Ce que je sais maintenant et que j'ignorais au départ
Je n'avais pas mesuré l'ampérage du circuit au moment du premier montage, ni sorti le multimètre pour vérifier l'intensité réelle. C'est là que je me suis vraiment trompé. Un petit interrupteur peut sembler robuste entre deux doigts, mais les contacts chauffent vite quand le courant passe dessus sans relais. La résistance grimpe, la chaleur reste bloquée dans le boîtier, puis la matière ramollit. J'ai vu le phénomène au toucher, puis sur la cosse brunie derrière le carénage. C'est le genre de détail qui paraît minuscule, jusqu'au moment où il coupe une session.
J'ai aussi vérifié la partie légale après coup. J'ai relu le Code de la route, puis la notice de ma moto. Je voulais comprendre ce que je faisais vraiment en basculant l'éclairage entre piste et route. Sur piste fermée, le contexte change, mais sur route ouverte, je n'avais aucune envie de repartir avec une configuration douteuse. Cette vérification m'a calmé, parce que j'ai enfin séparé ce qui m'arrangeait au paddock de ce qui restait acceptable pour rouler dehors.
Ce que j'ai retenu, c'est que la sécurité électrique ne se limite pas à un bouton qui marche. Elle tient aussi au relais, au fusible, à la qualité des cosses, et à la façon dont le faisceau respire derrière le carénage. Quand une panne arrive à 120 km/h sur une ligne droite de circuit, il est déjà trop tard pour improviser. Moi, je ne voulais plus vivre ça. J'ai gardé le montage, mais uniquement parce que je le contrôle à chaque passage.
Je referais ce type de montage seulement avec ce que j'ai appris depuis. Désormais, je ne le remonterais qu'avec un relais, un fusible dédié, un vrai contrôle de serrage et une vérification à froid avant de refermer le carénage. Je l'écarte pour les machines déjà fragiles ou les trajets mixtes route-piste.
Mon bilan après trois mois : entre frustration, apprentissage et prudence
Après trois mois, je n'ai pas gardé l'impression d'avoir gagné du confort. J'ai surtout compris qu'un petit composant peut me ruiner un roulage entier. Le montage m'a appris à regarder la moto autrement. Un bouton, une cosse, une gaine, et tout le reste dépend de ça. Je ne pensais pas qu'un détail aussi discret pouvait me faire stopper dans un box avec une odeur de plastique chaud encore dans le casque.

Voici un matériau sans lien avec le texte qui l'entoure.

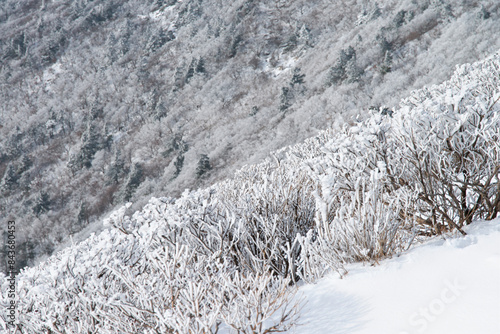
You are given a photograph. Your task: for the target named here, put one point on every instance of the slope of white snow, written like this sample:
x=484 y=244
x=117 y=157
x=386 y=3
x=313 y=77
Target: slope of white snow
x=447 y=285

Ce que je referais sans hésiter, c'est le relais, le fusible dédié et la protection sérieuse des connexions. Ce que je ne referais pas, c'est le petit interrupteur de 25 euros monté à la hâte, sans vraie marge et sans marquage route-piste clair. J'ai déjà vécu ce départ où je suis parti sans éclairage parce que j'avais oublié le switch. Ce genre d'erreur me reste en travers.
Avec mon rythme, mes deux enfants, mes soirées courtes et mes bricolages dehors, je sais maintenant que la simplicité vaut mieux que le geste pressé. Je garde le montage seulement quand je peux le contrôler avant chaque départ, et je note le moindre retour d'anomalie dans un carnet. Moi, j'ai appris à ne plus lui faire confiance les yeux fermés. Quand je suis reparti de Magny-Cours, dans la Nièvre, j'ai regardé le phare avant de fermer la porte du van, et ce réflexe m'a paru plus rassurant que les trois premiers mois passés à improviser.